Can you explain the combination of a novel that features real people—and who are these people?

The Browns were born in the heart of the Great Depression, grew up hardscrabble poor in backwoods Arkansas, and somehow, amazingly, became the biggest thing in country music in the mid- to late 1950s. They were pioneers—for better or worse—of the crossover business model in music, the first group to have #1 hits on both the country and pop charts. They gave up everything for fame, including a tightly-knit family life, traveled all night on raggedy roads in old cars, trailblazers and pioneers in establishing an international market that today is worth billions. The secret to their success lay in their haunting family harmony, a tempered harmony that many tried to emulate but could not; only their family members could match it. They were famous, then vanished, became forgotten.

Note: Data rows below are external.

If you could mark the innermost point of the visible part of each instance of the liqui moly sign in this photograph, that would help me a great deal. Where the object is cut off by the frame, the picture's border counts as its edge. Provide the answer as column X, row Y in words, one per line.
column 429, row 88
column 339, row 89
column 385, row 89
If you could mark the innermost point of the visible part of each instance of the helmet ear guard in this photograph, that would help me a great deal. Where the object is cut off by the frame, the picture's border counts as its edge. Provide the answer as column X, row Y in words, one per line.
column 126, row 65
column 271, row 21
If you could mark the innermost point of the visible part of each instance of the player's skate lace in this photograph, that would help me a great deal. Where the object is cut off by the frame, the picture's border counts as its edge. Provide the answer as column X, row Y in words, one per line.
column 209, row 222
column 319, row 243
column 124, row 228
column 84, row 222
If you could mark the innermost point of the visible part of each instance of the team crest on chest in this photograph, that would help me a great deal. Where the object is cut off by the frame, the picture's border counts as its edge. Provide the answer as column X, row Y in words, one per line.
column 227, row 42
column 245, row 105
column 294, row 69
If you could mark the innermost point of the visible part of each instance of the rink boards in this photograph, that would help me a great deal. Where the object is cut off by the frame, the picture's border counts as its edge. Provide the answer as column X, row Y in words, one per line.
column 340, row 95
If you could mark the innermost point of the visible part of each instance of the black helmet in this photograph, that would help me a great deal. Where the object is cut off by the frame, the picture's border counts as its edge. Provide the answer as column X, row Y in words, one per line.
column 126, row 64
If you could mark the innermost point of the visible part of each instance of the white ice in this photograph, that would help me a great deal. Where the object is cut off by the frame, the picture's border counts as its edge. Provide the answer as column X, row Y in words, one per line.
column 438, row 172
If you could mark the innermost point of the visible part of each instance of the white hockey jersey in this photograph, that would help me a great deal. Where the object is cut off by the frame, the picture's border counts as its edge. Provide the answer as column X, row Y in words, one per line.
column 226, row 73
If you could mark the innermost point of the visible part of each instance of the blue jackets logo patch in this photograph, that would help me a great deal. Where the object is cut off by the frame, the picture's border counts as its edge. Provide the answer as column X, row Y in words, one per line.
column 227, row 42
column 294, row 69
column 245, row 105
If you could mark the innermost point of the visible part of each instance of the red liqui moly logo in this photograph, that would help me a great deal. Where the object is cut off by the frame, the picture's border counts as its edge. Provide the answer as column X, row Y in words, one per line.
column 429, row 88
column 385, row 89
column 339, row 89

A novel that features real people is complicated, but in the end, that extra challenge is all for the good. I think a novelist must be more tender with living or “real” people. The moral imperative of having been entrusted with their story looms before you every day, in every sentence. On the other side of the equation, you don’t want to write hagiography. As a person, you want to present them as the best they can be, but as a writer, you have to then be willing to sacrifice their goodness—not to tear it all the way down, but to set it back a bit—and then build them back up. If the story wasn’t so amazing and so in need of dramatizing, I would never have taken on that challenge, and responsibility.

What drew you to the Browns' story?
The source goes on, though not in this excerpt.